Beside the sensational taste the porcini has many health benefits: such as it produces a variety of organic compounds with a diverse spectrum of biological activity, including the steroid derivative ergostherol, a sugar binding protein, antiviral compounds, antioxidants, and phytochelatins, which give the organism resistance to toxic heavy metals. Porcini were thought to have anti-cancer properties according to Hungarian research conducted in the 1950s, but later investigations in the United States did not support this.

Porcini with parsnip and parsley purée
Ingredients: 1 1/2 ounces porcini mushrooms, 2 tablespoons olive oil, 2 garlic cloves, minced, 1/2 cup dry white wine, 1 teaspoon minced fresh rosemary, 1 cup chicken stock or canned low-salt chicken broth, 1 cup beef stock or canned beef broth, 1 tablespoon butter, room temperature, 1 tablespoon all purpose flour
for the parsnip purée: medium sized parsnips and parsley, salt and pepper, 200 ml cream, 1 teaspoon of thyme or 2 sprigs, 1 clove garlic, olive oil

Methods: Wash porcini. Cut them vertical into three slices. Heat oil in heavy large saucepan over medium-high heat. Place the porcini slices into saucepan and add a bit of garlic to. Spice porcini with thyme, rosemary, salt and pepper to taste. Pour mushroom a bit of water or other liquid such as white wine. Let them cook about 10 minutes but not longer in order to remain them crispy. Then prepare parsnip and parsley purée.

Methods: Put parsnips in pot, season with salt and cover with water. Place over medium heat and bring to a simmer.
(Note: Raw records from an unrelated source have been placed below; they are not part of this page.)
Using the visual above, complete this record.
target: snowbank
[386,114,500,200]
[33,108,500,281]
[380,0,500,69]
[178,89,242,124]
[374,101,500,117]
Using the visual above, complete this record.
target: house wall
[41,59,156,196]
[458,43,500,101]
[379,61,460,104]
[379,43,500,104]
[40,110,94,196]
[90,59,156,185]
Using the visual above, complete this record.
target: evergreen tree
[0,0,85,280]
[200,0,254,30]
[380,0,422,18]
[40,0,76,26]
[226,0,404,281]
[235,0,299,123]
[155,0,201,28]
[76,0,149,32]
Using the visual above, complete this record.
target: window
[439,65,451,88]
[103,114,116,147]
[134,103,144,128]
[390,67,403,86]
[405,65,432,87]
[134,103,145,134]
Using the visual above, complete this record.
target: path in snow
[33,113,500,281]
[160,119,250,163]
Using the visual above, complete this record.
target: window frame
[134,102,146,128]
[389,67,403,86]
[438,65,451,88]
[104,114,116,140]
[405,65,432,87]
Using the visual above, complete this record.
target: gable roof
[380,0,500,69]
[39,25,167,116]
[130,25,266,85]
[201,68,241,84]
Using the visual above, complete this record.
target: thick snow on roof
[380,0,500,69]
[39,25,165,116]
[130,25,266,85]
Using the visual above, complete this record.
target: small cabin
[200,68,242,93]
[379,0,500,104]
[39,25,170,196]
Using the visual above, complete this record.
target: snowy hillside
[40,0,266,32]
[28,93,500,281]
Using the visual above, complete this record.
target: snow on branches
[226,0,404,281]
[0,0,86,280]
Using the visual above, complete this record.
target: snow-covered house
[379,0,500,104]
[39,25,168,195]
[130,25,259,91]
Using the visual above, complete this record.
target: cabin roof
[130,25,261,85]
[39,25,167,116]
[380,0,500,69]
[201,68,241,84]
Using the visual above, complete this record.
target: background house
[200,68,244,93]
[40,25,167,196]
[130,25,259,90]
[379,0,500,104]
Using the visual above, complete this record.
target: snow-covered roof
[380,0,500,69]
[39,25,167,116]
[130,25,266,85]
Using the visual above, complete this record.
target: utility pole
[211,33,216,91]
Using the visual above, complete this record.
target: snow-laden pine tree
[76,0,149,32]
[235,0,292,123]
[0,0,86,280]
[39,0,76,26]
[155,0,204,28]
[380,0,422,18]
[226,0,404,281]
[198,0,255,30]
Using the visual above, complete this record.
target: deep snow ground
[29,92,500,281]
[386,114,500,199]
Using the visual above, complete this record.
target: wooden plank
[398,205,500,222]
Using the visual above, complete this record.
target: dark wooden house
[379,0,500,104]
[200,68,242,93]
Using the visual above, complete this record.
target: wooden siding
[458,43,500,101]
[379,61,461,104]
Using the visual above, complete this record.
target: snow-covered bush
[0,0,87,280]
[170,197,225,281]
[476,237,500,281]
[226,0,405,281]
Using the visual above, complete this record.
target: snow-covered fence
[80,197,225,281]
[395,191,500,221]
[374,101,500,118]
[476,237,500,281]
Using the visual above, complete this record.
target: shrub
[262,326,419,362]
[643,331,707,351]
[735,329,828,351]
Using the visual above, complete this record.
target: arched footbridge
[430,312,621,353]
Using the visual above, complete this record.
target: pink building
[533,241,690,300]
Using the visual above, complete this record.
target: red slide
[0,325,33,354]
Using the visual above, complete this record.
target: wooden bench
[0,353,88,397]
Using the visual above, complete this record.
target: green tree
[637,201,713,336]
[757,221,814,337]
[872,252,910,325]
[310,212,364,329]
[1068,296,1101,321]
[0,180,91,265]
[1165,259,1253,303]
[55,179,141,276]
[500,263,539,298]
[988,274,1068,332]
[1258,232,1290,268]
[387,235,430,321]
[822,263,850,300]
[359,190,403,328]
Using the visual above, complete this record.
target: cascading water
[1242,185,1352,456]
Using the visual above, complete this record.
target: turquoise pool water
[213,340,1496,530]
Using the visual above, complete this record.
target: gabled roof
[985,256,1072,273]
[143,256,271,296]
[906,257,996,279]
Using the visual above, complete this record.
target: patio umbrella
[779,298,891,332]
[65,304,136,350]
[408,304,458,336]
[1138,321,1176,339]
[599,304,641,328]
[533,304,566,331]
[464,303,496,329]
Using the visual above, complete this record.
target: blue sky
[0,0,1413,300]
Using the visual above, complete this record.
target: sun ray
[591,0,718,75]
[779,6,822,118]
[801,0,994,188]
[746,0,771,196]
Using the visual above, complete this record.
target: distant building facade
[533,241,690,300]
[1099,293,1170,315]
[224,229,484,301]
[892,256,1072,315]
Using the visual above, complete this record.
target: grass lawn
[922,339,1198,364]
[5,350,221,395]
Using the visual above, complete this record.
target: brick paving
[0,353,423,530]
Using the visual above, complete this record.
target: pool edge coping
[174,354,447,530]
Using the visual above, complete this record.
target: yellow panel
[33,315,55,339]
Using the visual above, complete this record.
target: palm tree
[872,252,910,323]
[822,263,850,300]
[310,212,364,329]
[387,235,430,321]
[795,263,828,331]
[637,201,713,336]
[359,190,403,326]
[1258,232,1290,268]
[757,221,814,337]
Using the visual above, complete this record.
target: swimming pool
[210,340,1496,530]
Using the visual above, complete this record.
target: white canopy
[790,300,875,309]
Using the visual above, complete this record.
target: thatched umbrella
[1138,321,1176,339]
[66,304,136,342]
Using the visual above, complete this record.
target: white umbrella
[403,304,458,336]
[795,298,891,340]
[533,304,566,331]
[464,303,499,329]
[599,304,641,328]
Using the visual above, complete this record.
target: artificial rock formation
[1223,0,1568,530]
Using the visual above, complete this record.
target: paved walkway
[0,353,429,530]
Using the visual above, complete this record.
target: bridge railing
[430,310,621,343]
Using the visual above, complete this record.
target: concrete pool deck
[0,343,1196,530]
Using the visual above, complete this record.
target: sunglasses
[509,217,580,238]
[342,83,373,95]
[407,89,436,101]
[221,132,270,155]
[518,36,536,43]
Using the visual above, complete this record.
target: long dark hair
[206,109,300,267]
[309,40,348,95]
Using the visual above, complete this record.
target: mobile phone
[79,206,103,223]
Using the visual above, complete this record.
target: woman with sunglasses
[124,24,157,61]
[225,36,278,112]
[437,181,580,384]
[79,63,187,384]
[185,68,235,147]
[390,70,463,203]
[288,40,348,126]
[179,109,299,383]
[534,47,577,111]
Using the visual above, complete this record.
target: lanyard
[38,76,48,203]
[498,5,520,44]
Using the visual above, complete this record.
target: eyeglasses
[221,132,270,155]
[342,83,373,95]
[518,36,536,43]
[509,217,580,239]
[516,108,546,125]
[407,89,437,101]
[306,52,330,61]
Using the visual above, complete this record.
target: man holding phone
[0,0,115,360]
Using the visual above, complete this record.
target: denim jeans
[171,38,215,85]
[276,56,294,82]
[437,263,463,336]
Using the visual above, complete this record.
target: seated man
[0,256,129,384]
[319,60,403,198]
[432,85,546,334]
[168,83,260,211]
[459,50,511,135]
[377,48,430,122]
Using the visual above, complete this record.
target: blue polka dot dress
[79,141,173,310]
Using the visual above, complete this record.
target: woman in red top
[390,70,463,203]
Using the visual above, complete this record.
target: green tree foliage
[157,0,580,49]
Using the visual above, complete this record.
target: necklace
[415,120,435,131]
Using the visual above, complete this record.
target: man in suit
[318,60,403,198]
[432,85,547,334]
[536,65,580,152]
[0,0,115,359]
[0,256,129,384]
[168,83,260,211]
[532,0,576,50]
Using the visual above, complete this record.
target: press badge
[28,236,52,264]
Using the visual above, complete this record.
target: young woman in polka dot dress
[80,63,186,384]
Cook until tender – the tip of a paring knife should easily go through without resistance, approximately 15 minutes.
In a medium saucepan place the cream, thyme sprigs and garlic clove over low heat and bring to a simmer.
Drain parsnips and reserve cooking liquid. Place parsnips in a food processor with butter, or extra-virgin olive oil and a couple of tablespoons of reserved cooking liquid. Begin to process and add strained heavy cream mixture. Season with salt and pepper, to taste, and puree until very smooth. Serve porcini with parsnip purée and pour over some remained liquid.